Воин, что повалил Карпекса и вытащил из канализации Катона, взялся было за меч, но остановился и заглянул в лаз. Катон, обернувшись, увидел там отсвет факела, а затем в поле зрения мелькнул наконечник копья.
— А ведь он прав, там кто-то есть! К оружию!
В секунду казарма пришла в неистовое движение; те, кто еще не был вооружен, ринулись к своим лежакам за оружием. Между тем копье вынырнуло из лаза, а за закраину схватилась рука; следом над полом показалась голова в шлеме. Архелай одним скачком подлетел и рубанул фалькатой. Лезвие, тускло звякнув, с хрустом вмялось в шлем и в череп повыше лба. Вспученные глаза потускнели, а лицо окатилось кровью. Архелай, уткнув ногу повстанцу в плечо, выдернул клинок, и бесчувственное тело вместе с копьем рухнуло обратно в горловину лаза. Снизу донеслись разъяренные крики, но уподобиться участи своего товарища из преследователей, похоже, никто не хотел.
— Что это? — требовательно спросил Катон, указывая на котел, что висел над железной печью в углу, отведенном, судя по всему, под солдатскую кухню. Над котлом вились облачка пара. — А ну тащите его сюда: пустим в дело!
— Еще чего! — воспротивился один из воинов. — Это ж наша похлебка, почти готова!
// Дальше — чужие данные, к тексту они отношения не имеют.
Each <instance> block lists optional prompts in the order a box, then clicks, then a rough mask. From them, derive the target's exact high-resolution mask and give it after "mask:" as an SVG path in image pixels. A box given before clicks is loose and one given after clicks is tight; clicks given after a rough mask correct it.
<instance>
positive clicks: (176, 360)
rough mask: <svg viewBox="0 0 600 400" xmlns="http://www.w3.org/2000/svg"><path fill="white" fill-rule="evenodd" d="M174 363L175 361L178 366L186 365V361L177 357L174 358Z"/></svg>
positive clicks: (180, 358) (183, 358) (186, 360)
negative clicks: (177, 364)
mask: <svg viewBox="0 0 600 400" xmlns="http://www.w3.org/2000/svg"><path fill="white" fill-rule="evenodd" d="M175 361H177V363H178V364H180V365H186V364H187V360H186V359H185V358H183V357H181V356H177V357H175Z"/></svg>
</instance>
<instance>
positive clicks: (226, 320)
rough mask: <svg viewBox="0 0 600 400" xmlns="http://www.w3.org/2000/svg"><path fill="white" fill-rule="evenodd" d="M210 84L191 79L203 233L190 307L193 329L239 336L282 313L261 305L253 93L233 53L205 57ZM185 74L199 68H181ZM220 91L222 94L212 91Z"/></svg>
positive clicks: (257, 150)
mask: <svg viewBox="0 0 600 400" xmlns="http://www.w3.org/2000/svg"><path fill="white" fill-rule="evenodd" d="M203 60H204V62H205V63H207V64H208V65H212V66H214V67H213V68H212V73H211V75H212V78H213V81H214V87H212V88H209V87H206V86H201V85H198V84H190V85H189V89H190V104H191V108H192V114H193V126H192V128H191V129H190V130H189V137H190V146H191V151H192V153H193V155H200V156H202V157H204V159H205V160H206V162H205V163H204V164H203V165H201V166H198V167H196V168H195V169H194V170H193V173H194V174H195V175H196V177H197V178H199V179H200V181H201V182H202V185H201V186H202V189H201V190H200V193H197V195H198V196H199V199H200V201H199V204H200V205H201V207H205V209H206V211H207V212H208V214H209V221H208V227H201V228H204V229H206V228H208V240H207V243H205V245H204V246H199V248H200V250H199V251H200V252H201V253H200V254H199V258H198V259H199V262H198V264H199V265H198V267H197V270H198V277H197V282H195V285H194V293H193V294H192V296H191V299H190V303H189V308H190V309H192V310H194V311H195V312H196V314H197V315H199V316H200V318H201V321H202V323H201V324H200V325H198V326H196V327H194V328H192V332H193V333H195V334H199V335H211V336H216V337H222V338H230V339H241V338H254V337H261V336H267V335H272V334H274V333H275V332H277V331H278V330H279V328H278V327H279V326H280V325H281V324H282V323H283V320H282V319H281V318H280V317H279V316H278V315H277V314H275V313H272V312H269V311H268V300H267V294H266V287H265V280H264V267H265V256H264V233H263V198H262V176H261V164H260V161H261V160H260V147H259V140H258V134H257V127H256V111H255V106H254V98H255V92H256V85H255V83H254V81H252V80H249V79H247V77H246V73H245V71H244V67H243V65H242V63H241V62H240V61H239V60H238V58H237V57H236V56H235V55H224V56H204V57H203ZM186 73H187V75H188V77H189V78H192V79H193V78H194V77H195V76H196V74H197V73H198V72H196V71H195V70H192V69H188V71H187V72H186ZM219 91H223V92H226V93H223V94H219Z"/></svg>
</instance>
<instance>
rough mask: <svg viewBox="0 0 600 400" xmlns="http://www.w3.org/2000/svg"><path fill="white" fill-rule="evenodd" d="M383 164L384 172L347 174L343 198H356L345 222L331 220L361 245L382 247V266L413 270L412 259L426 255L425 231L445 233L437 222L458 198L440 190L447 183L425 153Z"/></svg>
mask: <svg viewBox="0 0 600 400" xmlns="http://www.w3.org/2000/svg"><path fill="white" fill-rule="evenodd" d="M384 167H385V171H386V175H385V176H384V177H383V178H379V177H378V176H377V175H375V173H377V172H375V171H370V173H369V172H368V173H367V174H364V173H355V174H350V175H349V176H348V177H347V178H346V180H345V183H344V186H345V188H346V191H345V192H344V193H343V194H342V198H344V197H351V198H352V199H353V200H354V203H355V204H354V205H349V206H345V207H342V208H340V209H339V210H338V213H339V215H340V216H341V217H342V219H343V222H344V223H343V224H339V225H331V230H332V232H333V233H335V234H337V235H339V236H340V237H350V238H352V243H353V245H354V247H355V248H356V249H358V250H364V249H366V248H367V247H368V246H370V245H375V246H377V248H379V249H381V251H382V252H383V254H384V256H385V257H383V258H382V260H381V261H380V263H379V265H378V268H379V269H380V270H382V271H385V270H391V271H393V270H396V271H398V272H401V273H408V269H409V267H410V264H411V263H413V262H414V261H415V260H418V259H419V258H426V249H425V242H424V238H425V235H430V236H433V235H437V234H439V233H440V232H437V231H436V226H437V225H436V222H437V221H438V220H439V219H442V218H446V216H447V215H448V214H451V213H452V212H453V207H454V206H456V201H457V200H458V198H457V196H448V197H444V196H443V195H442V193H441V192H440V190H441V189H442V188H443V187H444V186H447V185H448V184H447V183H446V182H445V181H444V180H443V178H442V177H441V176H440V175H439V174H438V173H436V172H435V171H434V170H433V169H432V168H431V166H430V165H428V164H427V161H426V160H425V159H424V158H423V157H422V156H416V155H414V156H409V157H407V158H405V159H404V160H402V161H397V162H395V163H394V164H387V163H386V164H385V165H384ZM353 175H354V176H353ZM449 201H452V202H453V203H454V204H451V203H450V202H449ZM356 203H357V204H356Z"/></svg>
На это Катон, вставший уже в полный рост, скомандовал:
— Ты и ты, тащите котел сюда, живо!
Двое воинов вопросительно повернулись к Архелаю, который махнул им кровавым клинком:
— Не до еды! Действуйте!
Двое поспешили к котлу, обмотали железные ручки тряпьем, подняли его с печи и, постанывая от напряжения, засеменили со своей тяжелой ношей к лазу. Когда один из греческих наемников попытался заглянуть в горловину, оттуда ему в лицо мелькнул наконечник копья — не успей он увернуться, не миновать бы ему увечья. Подобравшись к горловине, греки тяжело поставили котел и, прихватив его край тряпками, напряглись, накреняя увесистую посудину набок. Сверху густой струей полилось буроватое варево, шлепнулось несколько кусков мяса. Снизу пронзительно завизжали (ни дать ни взять как ошпаренные), а отсвет факела погас. Вместе с воплями боли и ярости кверху всплыл клуб пара. После этого стало слышно, как повстанцы спешно шуршат по лазу вниз, пока на них сверху не опрокинулось что-нибудь еще.